The four arms of a Wheatstone bridge (Figure) have the following resistances: $AB = 100 \; \Omega$,$BC = 10 \; \Omega$,$CD = 5 \; \Omega$,and $DA = 60 \; \Omega$. $A$ galvanometer of $15 \; \Omega$ resistance is connected across $BD$. Calculate the current through the galvanometer when a potential difference of $10 \; V$ is maintained across $AC$.

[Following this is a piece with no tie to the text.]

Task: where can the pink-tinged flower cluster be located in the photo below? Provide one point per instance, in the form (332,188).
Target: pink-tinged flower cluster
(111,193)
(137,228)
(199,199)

(N/A) Applying Kirchhoff's loop rule to the mesh $BADB$:
$100 I_1 + 15 I_g - 60 I_2 = 0$
Dividing by $5$: $20 I_1 + 3 I_g - 12 I_2 = 0 \dots (a)$
Applying Kirchhoff's loop rule to the mesh $BCDB$:
$10(I_1 - I_g) - 15 I_g - 5(I_2 + I_g) = 0$
$10 I_1 - 10 I_g - 15 I_g - 5 I_2 - 5 I_g = 0$
$10 I_1 - 30 I_g - 5 I_2 = 0$
Dividing by $5$: $2 I_1 - 6 I_g - I_2 = 0 \dots (b)$
Applying Kirchhoff's loop rule to the mesh $ADCEA$:
$60 I_2 + 5(I_2 + I_g) = 10$
$65 I_2 + 5 I_g = 10$
Dividing by $5$: $13 I_2 + I_g = 2 \dots (c)$
Multiplying Eq. $(b)$ by $10$:
$20 I_1 - 60 I_g - 10 I_2 = 0 \dots (d)$
Subtracting Eq. $(d)$ from Eq. $(a)$:
$(20 I_1 + 3 I_g - 12 I_2) - (20 I_1 - 60 I_g - 10 I_2) = 0$
$63 I_g - 2 I_2 = 0 \implies I_2 = 31.5 I_g \dots (e)$
Substituting Eq. $(e)$ into Eq. $(c)$:
$13(31.5 I_g) + I_g = 2$
$409.5 I_g + I_g = 2$
$410.5 I_g = 2$
$I_g = \frac{2}{410.5} \approx 0.00487 \; A = 4.87 \; mA$.